TRADICIONES

El matapuerco

 

            Resulta un tanto ocioso hablar de éste sangriento acto de sacrificio del cerdo, por tratarse de una costumbre generalizada en los pueblos venida a menos, prácticamente desaparecida, a tenor de las imposiciones y costumbres de los nuevos tiempos.

         Noviembre, diciembre y enero, eran meses trágicos para los pobres cerdos, dependía en gran medida del estado de las despensas caseras el adelantar o no la matanza. Después de los trabajos de siega, acarreo y trilla, la conserva se había prácticamente acabado.

         La preparación de todos los útiles, la limpieza de la cambra para recibir todos los productos de la matanza eran las operaciones que precedían al día del matapuerco.

         Un gran ajetreo desde la madrugada antes de hacerse de día, luego la barrecha, cazalla y pastas con los vecinos que venían a ayudar y con el matarife, alma en estos momentos de todo lo que iba a acontecer. Realizado el sacrificio del animal y recogida su sangre para hacer las morcillas, se procedía al socarrado –con aliagas-, pelado –con agua caliente y piedras de arena- y descuartizado, siendo a partir de este momento cuando entraban en acción las mujeres  para hacer el  “mondongo”, preparación de las tripas “correas” para hacer los embutidos, yendo al río a lavarlas o en la misma casa. Para los muchachos era un día de fiesta, habían ayudado aguantando el gorrino –normalmente del rabo- y después con un poco de suerte jugar con la butifarra; a falta de balones, la vejiga del animal aguantaba perfectamente las patadas. Descuartizado y distribuido el animal en las diferentes dependencias, llegaba el momento de recobrar fuerzas, para ello, se había preparado el almuerzo; gachas de araza duras, gazpachos tostados o sopas tostadas, teniendo para segundo plato, como si de un ritual ancestral se tratara, partes del animal que se acababa de sacrificar; una fritada de puntas de costillas y magras, trozos de hígado y tacos de tocino. Una vez frito, se había picado en el mortero unos ajos con vinagre que se le añadía, dándole un sabor característico propio de ese día.
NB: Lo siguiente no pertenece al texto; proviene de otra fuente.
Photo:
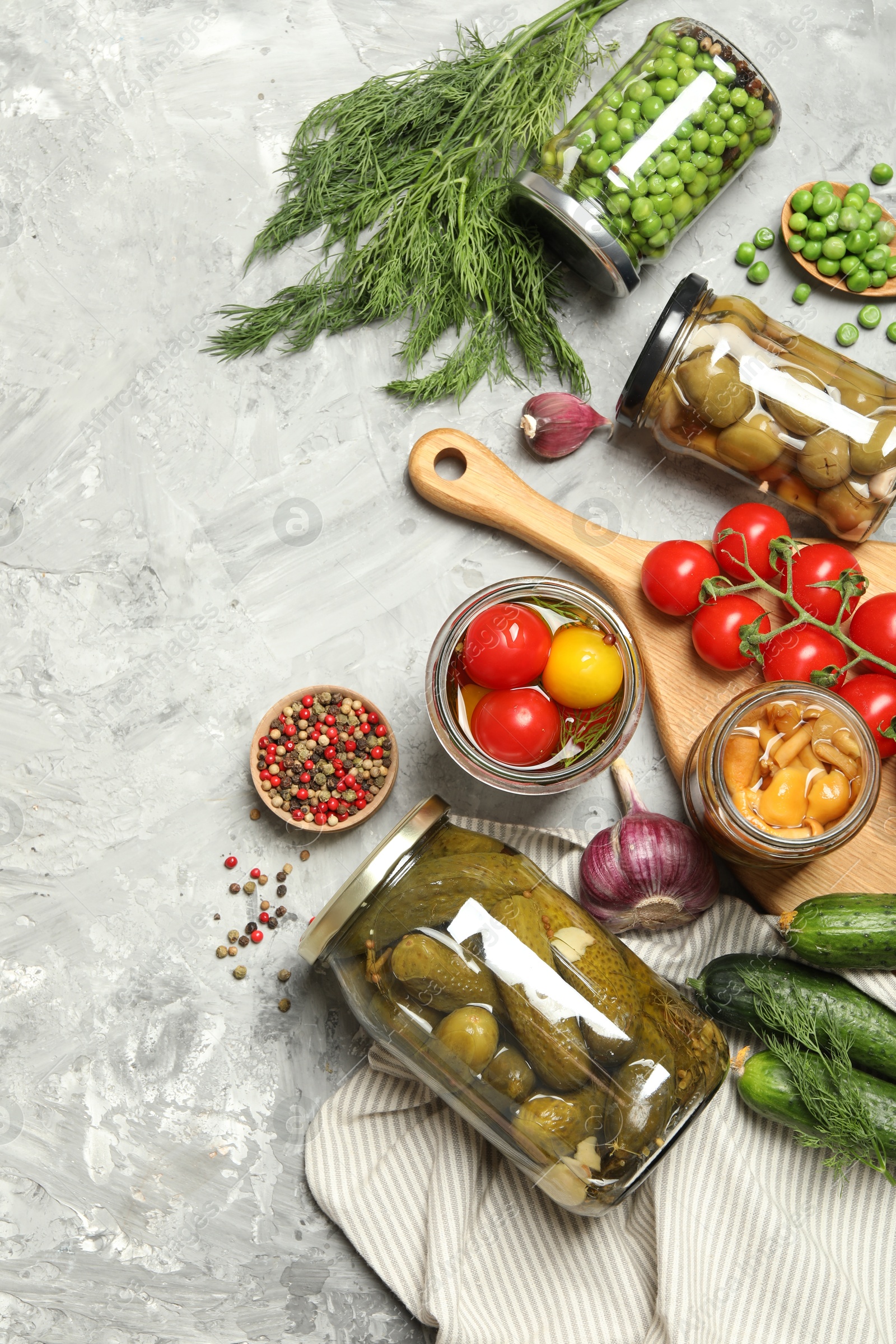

         A media tarde se pararía para merendar; parrillada de carne magra  rociada con abundante vino.

         Terminada la jornada bien entrada la noche, había quedado la cambra llena,  mucho trabajo de limpieza y un profundo olor a carne fresca y especias. La cena era copiosa, se hacía caldero de arroz seco con pollo e hígado, y como segundo el “morcillón”, con una gran ensalada de repollo de col. Se invitaba a la familia, a los quintos del pueblo si los había y que habrían probablemente estado ayudando con el animal, así como algún amigo y hasta al novio o novia –si la relación estaba lo suficiente avanzada-.

         Al día siguiente ya con más tranquilidad se procedía a limpiar todo resto de la matanza, terminar la preparación de las carnes que quedaran en la cambra y los “perniles”, salarlos y ponerles peso encima. No faltaría ese día el “presente” al señor cura y al médico, en limpia bandeja o cestillo, ese par de ricas morcillas y algo más, que la moza de la casa o la misma madre se encargarían de llevar.